Ps : A l’époque lorsque nous avons pris connaissance du rapport initial, nous avons réalisé l’importance des blessures qu’avait subi notre fils : multiples fractures ainsi que de nombreux hématomes dans la boite crânienne. Nous avons réalisé ce qu’avait enduré notre fils ; il était encore conscient aux urgences de Gap, deux heures après son accident. Ce qui sur le moment, lors du coup de fil reçu pendant ma navigation, ne m’avait pas permis de comprendre la gravité extrême de l’accident de Vivien.
 Ce fameux vendredi, la seule certitude des  médecins étaient que si notre fils vivait, il serait sourd de l’oreille gauche.  Il entend parfaitement de cette oreille. Il n’y a aucune connotation critique vis-à-vis du corps médical. Je pense tout simplement que la médecine est, vis-à-vis du cerveau et de ses périphériques, balbutiante. Et pourtant, les connaissances ont été suffisantes pour maintenir notre fils en vie. En « réa », ils sont doués pour maintenir les corps en vie. Vous leur amenez un blanc de poulet, il vous le ranime.
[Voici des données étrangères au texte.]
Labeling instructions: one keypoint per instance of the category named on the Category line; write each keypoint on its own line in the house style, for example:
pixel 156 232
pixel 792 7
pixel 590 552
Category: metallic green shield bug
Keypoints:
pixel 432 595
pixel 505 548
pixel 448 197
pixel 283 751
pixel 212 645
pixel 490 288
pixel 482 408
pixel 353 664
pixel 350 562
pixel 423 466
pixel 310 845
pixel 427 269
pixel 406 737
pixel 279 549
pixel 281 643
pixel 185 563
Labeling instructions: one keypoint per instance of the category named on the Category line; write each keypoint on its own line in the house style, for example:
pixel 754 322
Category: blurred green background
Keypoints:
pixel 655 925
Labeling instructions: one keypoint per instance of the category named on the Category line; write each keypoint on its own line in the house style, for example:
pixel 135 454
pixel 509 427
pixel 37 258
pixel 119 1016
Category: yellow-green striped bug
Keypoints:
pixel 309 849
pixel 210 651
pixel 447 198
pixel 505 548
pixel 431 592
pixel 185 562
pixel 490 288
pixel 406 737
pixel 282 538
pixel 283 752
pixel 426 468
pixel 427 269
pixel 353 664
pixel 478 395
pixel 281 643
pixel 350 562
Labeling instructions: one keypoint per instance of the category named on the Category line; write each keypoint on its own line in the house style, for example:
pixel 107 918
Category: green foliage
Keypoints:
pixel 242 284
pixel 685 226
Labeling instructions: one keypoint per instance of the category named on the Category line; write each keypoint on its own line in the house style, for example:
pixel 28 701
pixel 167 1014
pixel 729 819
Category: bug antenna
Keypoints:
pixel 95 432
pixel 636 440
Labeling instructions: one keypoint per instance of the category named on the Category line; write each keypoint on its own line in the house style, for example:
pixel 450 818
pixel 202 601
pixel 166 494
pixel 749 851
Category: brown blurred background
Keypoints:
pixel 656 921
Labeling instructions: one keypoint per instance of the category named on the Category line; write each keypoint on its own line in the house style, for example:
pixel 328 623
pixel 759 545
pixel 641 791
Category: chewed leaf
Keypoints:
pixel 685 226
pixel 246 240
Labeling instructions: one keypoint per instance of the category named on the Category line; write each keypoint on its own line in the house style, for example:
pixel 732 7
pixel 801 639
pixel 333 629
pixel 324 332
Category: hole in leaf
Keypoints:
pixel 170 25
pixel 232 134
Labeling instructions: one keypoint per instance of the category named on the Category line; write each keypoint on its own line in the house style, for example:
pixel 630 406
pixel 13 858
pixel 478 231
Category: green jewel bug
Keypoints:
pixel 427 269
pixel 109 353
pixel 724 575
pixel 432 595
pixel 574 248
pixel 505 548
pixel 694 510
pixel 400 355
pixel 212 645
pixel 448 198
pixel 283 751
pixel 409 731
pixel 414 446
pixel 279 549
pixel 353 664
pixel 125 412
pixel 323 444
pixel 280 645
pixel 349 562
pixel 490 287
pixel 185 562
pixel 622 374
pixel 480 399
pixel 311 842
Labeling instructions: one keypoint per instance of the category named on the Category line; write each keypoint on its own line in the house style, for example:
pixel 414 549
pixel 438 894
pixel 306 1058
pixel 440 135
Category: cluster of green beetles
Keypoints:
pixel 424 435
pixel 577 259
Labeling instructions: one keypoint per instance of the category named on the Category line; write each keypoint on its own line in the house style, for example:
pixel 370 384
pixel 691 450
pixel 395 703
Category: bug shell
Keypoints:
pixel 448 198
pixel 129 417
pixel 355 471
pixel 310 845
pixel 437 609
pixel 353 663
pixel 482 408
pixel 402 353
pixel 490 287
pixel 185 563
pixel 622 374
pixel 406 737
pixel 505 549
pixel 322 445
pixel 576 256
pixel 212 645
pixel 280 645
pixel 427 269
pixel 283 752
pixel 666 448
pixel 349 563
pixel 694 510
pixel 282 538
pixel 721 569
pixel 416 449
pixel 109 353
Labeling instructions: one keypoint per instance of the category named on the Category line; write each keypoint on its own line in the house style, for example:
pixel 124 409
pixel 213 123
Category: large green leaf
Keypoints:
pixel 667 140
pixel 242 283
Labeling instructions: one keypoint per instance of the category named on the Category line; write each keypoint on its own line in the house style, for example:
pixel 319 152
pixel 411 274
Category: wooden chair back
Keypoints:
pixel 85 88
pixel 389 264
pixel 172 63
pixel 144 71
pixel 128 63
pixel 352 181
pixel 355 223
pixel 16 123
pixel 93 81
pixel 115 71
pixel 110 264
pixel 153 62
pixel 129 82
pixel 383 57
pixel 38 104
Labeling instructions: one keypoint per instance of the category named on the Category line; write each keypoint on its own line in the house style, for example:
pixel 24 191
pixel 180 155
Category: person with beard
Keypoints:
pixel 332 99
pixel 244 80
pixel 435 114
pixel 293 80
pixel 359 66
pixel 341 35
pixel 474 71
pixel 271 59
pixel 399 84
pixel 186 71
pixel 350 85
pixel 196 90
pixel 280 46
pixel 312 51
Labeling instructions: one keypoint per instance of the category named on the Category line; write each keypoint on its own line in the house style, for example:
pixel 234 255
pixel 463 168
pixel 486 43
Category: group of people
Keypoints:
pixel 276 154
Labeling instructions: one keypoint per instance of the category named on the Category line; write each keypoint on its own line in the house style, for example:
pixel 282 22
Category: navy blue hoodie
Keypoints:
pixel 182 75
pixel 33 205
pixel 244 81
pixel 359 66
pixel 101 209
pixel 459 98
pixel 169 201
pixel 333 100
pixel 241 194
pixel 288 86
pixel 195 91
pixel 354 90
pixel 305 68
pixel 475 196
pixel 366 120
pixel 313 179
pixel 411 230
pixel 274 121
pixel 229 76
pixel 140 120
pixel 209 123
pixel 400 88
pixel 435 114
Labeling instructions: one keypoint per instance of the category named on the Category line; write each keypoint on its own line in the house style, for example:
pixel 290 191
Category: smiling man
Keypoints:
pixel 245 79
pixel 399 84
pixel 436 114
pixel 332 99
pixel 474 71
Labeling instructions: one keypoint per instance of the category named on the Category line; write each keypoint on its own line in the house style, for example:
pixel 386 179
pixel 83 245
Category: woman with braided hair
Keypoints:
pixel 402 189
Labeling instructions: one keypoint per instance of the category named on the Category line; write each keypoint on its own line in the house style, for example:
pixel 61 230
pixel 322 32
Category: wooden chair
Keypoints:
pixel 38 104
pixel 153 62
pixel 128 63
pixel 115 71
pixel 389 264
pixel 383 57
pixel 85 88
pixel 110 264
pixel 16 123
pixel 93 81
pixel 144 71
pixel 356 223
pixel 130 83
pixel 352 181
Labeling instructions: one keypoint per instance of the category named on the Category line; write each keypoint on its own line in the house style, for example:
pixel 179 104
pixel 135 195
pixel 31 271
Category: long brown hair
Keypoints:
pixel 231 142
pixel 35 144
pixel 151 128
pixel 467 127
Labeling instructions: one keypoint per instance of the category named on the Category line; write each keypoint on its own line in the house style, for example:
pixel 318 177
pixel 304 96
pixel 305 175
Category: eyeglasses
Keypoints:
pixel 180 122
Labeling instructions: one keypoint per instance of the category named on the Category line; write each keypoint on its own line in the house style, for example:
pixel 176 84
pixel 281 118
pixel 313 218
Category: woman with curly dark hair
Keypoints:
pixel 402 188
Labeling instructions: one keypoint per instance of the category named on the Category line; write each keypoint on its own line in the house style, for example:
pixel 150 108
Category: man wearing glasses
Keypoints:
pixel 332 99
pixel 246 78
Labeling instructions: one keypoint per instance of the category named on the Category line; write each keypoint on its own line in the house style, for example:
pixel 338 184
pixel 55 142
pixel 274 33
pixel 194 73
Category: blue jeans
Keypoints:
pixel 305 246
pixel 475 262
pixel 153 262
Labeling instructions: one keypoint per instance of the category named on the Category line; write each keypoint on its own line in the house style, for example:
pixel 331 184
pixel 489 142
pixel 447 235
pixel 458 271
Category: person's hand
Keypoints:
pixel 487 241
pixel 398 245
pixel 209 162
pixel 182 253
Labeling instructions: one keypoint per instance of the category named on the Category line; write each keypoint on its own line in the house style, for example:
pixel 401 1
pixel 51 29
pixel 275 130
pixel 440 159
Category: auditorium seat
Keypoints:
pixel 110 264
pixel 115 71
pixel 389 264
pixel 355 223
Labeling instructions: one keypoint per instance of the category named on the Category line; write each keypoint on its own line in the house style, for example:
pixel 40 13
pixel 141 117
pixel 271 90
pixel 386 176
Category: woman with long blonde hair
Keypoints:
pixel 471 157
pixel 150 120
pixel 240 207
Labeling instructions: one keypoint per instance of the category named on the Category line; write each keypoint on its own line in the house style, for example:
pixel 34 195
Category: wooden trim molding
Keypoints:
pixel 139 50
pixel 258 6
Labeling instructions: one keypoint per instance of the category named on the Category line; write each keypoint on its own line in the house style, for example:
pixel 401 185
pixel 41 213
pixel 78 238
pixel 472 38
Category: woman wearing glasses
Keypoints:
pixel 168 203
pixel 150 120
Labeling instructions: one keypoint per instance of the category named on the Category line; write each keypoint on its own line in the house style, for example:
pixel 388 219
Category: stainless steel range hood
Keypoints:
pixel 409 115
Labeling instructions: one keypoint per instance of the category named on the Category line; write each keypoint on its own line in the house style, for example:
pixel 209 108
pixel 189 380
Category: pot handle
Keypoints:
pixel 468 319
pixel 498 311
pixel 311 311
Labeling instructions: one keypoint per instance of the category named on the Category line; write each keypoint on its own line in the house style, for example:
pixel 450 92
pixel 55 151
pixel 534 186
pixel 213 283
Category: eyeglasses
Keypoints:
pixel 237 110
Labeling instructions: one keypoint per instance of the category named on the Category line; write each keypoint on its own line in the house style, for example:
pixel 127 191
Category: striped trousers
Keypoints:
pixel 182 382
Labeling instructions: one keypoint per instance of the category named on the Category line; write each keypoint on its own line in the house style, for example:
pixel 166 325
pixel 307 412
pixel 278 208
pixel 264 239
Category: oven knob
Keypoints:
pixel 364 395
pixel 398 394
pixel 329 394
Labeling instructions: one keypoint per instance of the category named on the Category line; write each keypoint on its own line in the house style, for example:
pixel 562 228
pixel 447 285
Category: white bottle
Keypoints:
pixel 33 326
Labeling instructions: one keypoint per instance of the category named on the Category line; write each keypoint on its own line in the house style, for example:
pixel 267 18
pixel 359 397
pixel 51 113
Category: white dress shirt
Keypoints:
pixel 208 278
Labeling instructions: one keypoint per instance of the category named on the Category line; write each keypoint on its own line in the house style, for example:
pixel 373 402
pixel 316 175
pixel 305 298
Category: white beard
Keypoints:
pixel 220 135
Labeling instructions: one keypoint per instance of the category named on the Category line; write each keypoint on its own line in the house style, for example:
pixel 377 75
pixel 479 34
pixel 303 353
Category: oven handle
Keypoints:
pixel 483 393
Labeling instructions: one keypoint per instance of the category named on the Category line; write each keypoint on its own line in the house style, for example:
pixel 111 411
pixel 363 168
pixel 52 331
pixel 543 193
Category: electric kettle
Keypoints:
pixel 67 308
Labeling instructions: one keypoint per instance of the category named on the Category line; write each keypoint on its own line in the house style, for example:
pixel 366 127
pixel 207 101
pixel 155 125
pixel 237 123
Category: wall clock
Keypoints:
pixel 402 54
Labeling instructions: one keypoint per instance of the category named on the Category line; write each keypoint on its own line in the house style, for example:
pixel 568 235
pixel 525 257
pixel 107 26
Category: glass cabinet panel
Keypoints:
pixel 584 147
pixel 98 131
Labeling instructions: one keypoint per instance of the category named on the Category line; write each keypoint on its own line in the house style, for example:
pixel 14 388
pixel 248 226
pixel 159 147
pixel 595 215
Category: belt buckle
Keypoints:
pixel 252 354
Par contre un cerveau défectueux restera défectueux.

lundi 25 avril 2016

quatrième lettre



                               Vendredi 9 janvier 2015


Je suis à côté de ta mère. Nous sommes en route, pardon en rail pour Marseille dans le but de te voir.
Dans quel état allons-nous te trouver.
Le bulletin téléphonique d’hier était alarmant. D’ailleurs je me suis effondré. Tu étais pratiquement au même stade que dimanche. Ton PIC adore le yoyo. Ta mère et moi non.
Heureusement que je n’avais pas l’ordinateur sous la main car j’aurais écrit avec mes larmes. Ce matin je vais mieux  .
Je repense à toutes les conversations que nous avons eues. Conversations souvent tronquées, car ton éducation était pour moi la priorité. Donc je filtrais mes pensées afin qu’elles calquent mes orientations éducatives. J’attendais avec impatience que tu voles de tes propres ailes afin que nous échangions des idées sans ce putain de filtre. A cette heure j’y crois encore.